“Visitors of the Night” in Contemporary Art Centre (CAC) in Vilnius, 2016

The Morality Reflex
Curator: Heidi Ballet
2016.09.02–10.19
In Contemporary Art Centre (CAC) in Vilnius

 

Artists: Brandon Andrew, Judy Chicago, Leon Ferrari, fierce pussy, Andrea Fraser, Dan Graham, Rana Hamadeh, Linas Jablonskis, Joachim Koester, Carlos Motta, Shelly Nadashi, Karol Radziszewski, Marianna Simnett, Bart Van Dijck, An van. Dienderen, Heidi Voet

Assistant curators: Leo Cohen, Julija Fomina
Architecture: Laura Kaminskaitė

A reflex is an automatic and instantaneous movement in response to an agitation. Released beyond regimes of control, when the body perceives a threat, a stimulus travels to the central nervous system and sets into motion an unconscious primal reaction of the body as a means of self-preservation and protection. Transacted faster than the mind can consciously release directions, an affected body instinctively recoils and withdraws from the realm of possible threat. A morality reflex, then, may be described as the anxious and at times irrational attempt to re-establish moral values when the social complex is perceived to be in a state of decay.

Anxieties around morality are highly prevalent though often operate at an unconscious level and as indirect physical signals. Circuits of volition and involuntary physical acts thus become entangled in relaying a communal consciousness. All religions bear an obsession with the orifices of the body, the threshold between inside and outside, to define what constitutes moral behavior in a faith-bound population. Religious rules decide what can be ingested and with whom sexual intercourse is permitted, and these rules have been partly integrated in civic procedures. As Donald Trump threatens to ban Muslims, revealing new heights in conservatism, and the burkini ban is causing outrage in Europe, a new cross-cultural understanding of morality is needed in order to avoid a growing panic towards all things foreign entering the Hobbesian body politic.

This exhibition addresses the idea of morality as a corporeal mode and aims to articulate links via an embedded cartography of psychological triggers. The research explores moments when moral values came under pressure and became newly shaped, such as the AIDS crisis, the history of birth control, and witch hunting in 15th century Europe. A reading of these instances proposes a history of morality that is not a story of continuous progress towards a free thinking, evenly distributed society, but a chronology that operates quite literally as a muscle, with contraction and relaxation over morality concerns. The exhibition proposes logics below the skin surface to grapple with a climate of fear, the collapse of state welfare, censorship and morality discourse both before and during capitalist acceleration.

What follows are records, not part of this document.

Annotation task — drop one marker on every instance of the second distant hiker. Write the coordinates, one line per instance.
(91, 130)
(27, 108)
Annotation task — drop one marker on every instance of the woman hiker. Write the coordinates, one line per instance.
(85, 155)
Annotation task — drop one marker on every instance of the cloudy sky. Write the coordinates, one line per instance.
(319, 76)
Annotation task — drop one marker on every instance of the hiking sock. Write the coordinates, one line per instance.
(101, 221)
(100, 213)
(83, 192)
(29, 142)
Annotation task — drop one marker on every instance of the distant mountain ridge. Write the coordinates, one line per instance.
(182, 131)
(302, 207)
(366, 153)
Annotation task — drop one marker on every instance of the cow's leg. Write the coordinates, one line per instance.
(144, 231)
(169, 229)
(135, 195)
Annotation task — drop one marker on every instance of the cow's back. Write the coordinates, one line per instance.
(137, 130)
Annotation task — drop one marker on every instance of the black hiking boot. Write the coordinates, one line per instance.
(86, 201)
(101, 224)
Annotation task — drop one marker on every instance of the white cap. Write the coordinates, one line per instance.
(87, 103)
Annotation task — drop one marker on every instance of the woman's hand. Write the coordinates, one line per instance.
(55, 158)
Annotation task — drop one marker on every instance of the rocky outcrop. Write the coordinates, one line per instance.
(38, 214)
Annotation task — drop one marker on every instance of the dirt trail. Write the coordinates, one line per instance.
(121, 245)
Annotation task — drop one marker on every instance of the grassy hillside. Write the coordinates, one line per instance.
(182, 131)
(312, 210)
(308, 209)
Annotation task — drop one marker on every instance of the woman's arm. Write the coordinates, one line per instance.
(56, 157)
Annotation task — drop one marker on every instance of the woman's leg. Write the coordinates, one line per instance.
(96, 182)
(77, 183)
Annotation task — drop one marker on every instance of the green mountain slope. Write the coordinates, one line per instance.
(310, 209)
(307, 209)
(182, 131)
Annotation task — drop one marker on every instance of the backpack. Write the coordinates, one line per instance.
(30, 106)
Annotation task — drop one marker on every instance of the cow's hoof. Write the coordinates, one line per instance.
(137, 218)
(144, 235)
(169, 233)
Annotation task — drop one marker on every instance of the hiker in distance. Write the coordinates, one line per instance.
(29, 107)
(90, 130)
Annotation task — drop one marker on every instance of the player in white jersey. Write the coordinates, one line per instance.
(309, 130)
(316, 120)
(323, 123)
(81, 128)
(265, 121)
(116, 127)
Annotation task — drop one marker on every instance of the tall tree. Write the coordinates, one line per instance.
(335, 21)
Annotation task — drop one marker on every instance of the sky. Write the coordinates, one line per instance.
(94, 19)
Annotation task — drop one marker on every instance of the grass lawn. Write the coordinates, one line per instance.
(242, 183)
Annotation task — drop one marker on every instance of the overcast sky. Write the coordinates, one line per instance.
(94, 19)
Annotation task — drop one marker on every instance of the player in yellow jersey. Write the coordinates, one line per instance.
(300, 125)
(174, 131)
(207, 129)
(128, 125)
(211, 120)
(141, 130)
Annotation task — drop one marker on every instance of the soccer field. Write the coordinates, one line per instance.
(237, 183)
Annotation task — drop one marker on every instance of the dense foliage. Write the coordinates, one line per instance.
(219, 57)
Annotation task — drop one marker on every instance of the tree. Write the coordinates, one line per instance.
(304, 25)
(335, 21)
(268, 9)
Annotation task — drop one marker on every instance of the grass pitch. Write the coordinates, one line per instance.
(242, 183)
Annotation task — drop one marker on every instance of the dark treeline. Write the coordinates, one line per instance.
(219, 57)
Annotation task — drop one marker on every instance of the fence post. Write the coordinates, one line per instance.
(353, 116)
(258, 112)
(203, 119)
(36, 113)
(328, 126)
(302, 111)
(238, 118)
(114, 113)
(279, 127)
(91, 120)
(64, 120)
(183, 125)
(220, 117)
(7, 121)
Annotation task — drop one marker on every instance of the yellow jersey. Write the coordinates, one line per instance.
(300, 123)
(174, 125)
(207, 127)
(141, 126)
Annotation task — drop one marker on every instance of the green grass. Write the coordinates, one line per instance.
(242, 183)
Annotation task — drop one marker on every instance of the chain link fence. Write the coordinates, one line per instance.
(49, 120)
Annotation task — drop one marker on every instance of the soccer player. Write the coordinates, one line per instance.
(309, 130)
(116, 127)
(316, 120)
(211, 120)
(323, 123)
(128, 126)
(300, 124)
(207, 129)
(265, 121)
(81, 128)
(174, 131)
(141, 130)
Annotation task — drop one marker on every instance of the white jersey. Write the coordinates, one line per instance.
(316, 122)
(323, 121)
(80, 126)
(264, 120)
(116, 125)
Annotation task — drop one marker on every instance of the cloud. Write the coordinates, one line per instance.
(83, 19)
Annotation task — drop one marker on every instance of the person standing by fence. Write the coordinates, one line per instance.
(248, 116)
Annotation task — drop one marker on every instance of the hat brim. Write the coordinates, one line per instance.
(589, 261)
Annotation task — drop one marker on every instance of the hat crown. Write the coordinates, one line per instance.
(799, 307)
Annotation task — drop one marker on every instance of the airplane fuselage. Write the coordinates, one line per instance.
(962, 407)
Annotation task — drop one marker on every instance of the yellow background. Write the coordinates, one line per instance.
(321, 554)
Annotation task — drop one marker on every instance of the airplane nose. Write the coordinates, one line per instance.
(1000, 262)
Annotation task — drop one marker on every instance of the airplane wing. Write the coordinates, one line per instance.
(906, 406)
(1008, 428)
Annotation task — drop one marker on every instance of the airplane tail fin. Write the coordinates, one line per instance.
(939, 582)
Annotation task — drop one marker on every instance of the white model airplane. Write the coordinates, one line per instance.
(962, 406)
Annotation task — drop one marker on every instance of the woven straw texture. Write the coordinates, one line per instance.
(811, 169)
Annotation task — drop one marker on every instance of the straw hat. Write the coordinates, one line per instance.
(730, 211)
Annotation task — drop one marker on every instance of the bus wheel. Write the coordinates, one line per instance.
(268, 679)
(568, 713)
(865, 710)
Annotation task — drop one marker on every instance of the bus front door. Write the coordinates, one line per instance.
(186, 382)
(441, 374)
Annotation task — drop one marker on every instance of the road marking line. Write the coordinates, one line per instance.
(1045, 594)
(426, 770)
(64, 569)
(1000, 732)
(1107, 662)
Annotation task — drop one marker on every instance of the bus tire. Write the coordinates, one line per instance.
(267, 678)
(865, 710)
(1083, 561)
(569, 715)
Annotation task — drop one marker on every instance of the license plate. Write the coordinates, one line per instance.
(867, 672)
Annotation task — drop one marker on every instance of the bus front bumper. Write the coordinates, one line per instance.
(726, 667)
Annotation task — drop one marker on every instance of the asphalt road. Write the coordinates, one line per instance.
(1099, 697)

Contemporary Art Centre (CAC) is one of the largest contemporary art venues in the Baltic region. It is a public institution founded in 1992 by the Lithuanian Ministry of Culture. The CAC aims to enrich the cultural life of the city and the local and international discourse of contemporary art, and create valuable professional opportunities for artists and other participants of the field.